Wednesday, January 20, 2021

Your call is important to them but they're busy helping other customers

After an awful customer service experience, you want to vent by writing it up on Trustpilot. But no one wants to read your fifty line rant.

So how about a simple scoring system, so you can say, for example:

"Cooperative Bank (to pick a brand at random... not really)
120 minutes time on phone
10 days to resolve my problem
225 Marks of Shame."

This way people would get a measure of the severity of distress caused but don’t have to relive it. The Marks of Shame would accumulate rather like the way they mark Olympic ice dancing, with each move given points for technical merit and artistic impression:

  • Each hour waiting on phone: 25 points
  • Each time The Four Seasons starts again: 10 points
  • Eine Kleine Nachtmusik: also 10 points
  • Each interruption of The Four Seasons, which you were beginning to enjoy, to tell you that your call is important to them: 5 points
  • Each minute listening to messages trying to deflect you to their website, which didn't answer your question, which is why you're calling now: 10 points
  • Are they busy helping other customers? (Shame on you for resenting the delay): 10 points
  • Each transfer to another department: 15 points
  • Each time data policy explained: 5 points
  • Each premature customer satisfaction survey: 25 points (seems harsh, but we need to come down hard on smugness)
  • Each time you swear out aloud although you don’t normally swear much: 10 points
  • Each time you hear yourself making sarcastic remarks to the robot voice even though you know it's a robot.
Addendum a week later: I've just remembered I blogged something similar a long time ago - it was a Beaufort scale for unclear documents.
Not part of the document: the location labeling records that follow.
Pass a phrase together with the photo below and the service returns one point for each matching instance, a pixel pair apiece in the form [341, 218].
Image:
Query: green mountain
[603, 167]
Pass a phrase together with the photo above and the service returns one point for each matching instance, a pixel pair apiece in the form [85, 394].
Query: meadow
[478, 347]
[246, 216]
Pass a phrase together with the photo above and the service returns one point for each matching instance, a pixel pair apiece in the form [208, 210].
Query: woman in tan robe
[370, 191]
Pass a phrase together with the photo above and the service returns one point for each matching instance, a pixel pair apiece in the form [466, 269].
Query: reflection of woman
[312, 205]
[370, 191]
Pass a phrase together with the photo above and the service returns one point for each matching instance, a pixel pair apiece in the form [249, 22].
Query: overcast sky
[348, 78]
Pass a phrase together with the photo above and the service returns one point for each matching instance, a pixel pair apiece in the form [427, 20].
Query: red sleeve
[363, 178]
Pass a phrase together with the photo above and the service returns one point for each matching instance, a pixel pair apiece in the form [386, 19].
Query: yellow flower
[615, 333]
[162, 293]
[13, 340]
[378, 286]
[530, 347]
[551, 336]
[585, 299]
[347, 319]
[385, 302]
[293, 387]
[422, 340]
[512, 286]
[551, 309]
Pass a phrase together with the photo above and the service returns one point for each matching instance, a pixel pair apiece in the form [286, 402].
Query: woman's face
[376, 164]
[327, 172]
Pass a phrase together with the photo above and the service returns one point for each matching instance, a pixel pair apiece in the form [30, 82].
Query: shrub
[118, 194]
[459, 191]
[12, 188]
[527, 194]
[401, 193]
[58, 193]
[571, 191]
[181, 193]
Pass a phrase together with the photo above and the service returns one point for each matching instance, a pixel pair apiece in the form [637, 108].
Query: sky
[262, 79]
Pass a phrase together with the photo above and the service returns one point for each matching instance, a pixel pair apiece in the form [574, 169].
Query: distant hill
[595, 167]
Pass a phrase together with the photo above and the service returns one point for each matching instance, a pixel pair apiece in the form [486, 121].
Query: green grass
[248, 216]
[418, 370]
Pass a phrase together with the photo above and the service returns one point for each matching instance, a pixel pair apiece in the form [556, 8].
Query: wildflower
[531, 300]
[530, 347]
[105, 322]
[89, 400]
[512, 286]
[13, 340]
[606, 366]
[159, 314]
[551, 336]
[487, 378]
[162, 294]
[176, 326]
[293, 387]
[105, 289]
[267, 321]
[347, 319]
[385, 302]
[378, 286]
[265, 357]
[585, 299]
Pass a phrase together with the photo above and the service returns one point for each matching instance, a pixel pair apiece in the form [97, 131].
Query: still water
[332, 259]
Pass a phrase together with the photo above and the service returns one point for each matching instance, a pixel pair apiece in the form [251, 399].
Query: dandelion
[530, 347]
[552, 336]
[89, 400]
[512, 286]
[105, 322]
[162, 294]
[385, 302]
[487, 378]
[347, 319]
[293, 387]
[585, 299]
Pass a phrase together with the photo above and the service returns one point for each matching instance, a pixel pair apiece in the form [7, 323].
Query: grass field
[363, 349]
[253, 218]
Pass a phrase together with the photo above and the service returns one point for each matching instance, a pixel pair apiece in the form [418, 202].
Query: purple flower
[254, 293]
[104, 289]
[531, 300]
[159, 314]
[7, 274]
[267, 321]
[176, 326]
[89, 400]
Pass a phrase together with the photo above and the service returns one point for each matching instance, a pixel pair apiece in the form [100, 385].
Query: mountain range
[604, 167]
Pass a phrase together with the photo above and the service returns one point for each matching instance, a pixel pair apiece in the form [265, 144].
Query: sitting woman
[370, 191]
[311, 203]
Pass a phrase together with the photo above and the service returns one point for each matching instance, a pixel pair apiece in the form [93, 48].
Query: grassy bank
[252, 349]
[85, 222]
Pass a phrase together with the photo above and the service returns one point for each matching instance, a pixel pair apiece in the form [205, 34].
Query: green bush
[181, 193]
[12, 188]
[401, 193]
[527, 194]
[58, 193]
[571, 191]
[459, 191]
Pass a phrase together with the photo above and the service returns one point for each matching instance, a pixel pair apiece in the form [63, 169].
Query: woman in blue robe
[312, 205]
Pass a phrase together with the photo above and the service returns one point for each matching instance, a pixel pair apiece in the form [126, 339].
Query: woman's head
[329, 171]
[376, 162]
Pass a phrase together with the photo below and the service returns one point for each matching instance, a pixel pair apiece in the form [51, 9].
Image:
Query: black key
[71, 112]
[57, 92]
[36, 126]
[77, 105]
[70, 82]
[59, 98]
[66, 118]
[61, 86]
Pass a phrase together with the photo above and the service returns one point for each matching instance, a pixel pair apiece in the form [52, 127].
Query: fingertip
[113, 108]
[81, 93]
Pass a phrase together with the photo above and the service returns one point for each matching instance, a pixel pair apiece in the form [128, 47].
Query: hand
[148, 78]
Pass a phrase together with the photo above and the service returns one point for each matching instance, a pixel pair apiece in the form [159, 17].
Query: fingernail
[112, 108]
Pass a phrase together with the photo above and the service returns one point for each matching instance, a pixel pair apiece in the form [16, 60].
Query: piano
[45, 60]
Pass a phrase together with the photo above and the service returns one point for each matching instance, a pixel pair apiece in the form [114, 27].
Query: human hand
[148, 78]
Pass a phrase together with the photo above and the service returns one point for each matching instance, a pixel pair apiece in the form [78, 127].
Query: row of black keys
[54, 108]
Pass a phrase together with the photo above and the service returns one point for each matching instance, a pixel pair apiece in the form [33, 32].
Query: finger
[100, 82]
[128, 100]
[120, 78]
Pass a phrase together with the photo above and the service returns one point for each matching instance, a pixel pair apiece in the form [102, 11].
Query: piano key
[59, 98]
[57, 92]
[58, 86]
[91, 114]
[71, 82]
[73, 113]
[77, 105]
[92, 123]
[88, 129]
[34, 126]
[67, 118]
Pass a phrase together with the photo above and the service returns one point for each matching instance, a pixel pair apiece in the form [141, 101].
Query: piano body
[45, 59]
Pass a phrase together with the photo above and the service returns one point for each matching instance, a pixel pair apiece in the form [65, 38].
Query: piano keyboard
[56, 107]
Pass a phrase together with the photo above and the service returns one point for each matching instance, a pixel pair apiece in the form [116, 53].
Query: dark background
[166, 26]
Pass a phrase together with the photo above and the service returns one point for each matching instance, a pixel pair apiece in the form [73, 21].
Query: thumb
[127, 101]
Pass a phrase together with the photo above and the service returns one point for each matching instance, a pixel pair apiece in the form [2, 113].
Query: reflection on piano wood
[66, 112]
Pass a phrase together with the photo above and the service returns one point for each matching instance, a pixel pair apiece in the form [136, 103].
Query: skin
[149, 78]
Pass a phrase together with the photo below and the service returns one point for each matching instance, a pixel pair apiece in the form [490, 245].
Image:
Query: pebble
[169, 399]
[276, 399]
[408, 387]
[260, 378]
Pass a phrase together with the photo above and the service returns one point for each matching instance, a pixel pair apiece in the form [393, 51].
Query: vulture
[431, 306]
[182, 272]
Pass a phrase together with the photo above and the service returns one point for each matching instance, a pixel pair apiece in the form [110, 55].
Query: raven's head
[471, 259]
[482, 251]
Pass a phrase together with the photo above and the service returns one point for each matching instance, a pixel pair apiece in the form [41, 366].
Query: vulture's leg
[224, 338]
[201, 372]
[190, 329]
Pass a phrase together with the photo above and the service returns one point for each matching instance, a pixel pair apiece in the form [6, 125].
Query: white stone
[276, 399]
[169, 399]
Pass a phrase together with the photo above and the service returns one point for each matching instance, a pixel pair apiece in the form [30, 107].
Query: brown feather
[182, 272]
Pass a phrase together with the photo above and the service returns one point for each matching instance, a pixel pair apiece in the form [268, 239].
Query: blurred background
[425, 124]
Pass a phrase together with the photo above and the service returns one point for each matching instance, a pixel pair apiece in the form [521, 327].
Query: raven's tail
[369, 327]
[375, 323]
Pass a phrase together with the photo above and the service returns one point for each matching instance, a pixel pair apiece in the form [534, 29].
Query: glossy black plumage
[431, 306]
To remind you, the Beaufort scale describes wind force:

0. Calm. Ideas rise vertically from page to mind.
1. Light difficulty. Slower reading. Dictionary pages rustle.
2. Moderate difficulty. Reader lightly swaying; visible perplexity.
3. Difficulty. Head shaking, audible groaning.
4. Severe difficulty. Loud muttering, and music heard from helpline queue.
5. Very severe complexity. Foaming. Abrupt movement about room, with swearing.
6. Storm. Whole documents in motion, from table to floor.
7. Brainstorm. Considerable damage to conceptual structures.
8. Typhoo. Reader flattened in darkened room, with cup of hot sweet tea.